Monday, March 08, 2010

Star confirms- Milky Way ate smaller galaxies

A lately found star in a remote dwarf galaxy is chemically alike to stars found in our galaxy's "halo," supporting the thought that the Milky Way "ate" other galaxies.

Astronomers said the star, found in the Sculptor galaxy 280,000 light-years away, is extremely low in "metals,”. In astronomy, metals are any elements other than hydrogen and helium.


Such metal-poor stars are considered to be very old, since they were uncommon in the premature universe. Elements heavier than helium are shaped as a result of star evolution processes, such as nuclear fusion, fission and supernovas.

"This star is probably almost as old as the universe itself," said astronomer Anna Frebel of the Harvard-Smithsonian Center for Astrophysics, lead author of the paper relating the star in Nature this week.

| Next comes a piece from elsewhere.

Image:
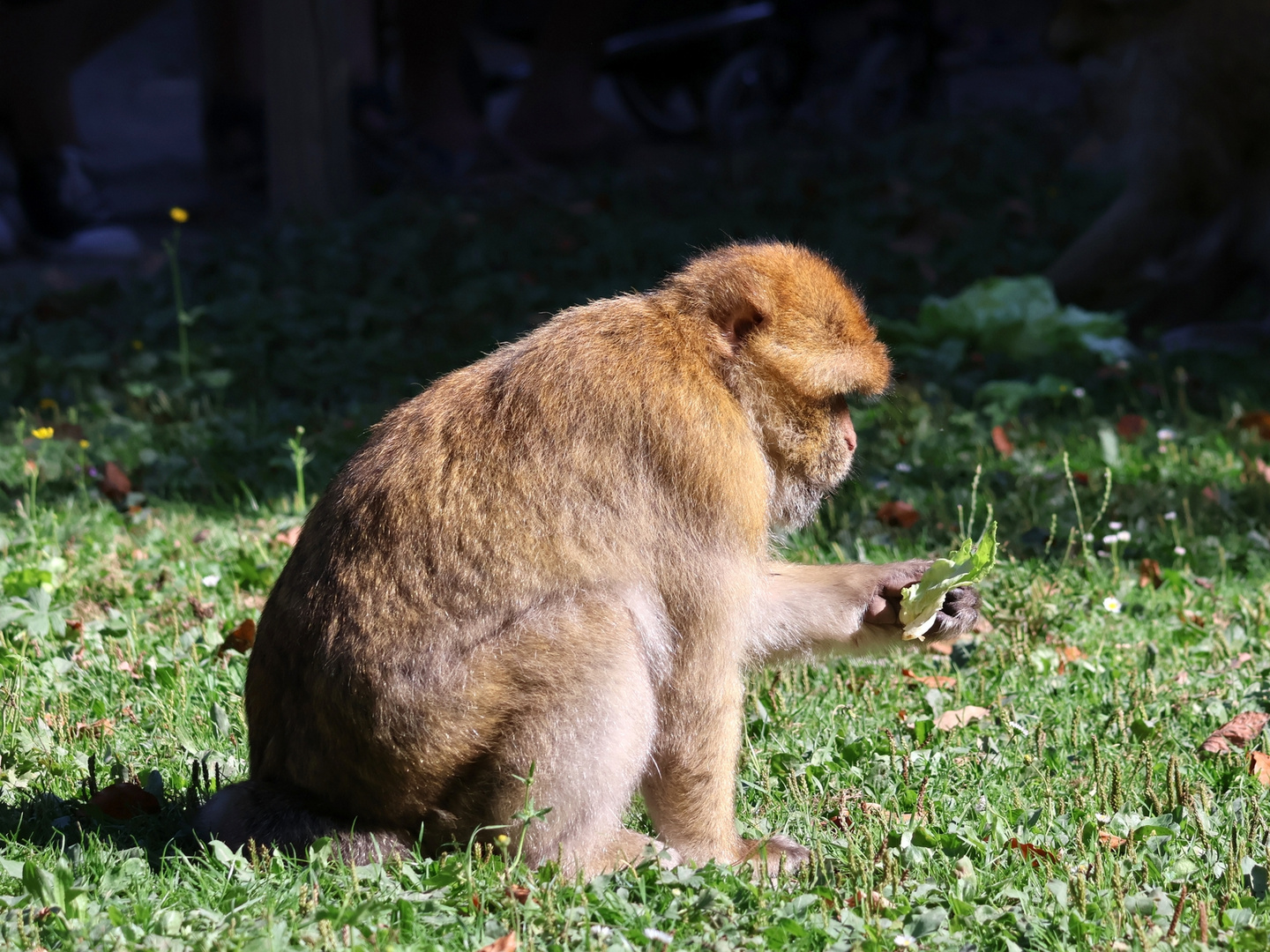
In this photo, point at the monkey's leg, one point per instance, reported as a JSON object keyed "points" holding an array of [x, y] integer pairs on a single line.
{"points": [[691, 784], [574, 741], [846, 609]]}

Frebel and her contemporaries used high-resolution spectroscopy to search the star for 11 diverse chemical elements, and found that its composition is similar to stars found in the Milky Way's "halo."
The halo stars contain metal levels 100,000 times lower than those found in the sun. The star originates in the dwarf galaxy, called S1020549, and has metal levels 4,000 times lesser than the sun, much lower than any other star in a dwarf galaxy.

The spectroscopic results came as of the Magellan-Clay telescope in Las Campanas, Chile.
The finding ropes the theory that the halo produced by the Milky Way gobbling up stars from smaller galaxies, the researchers said.

 "The original plan that the halo of the Milky Way was created by destroying a lot of dwarf galaxies does indeed appear to be correct," said Josh Simon, an astronomer at the Observatories of the Carnegie Institution, in a declaration.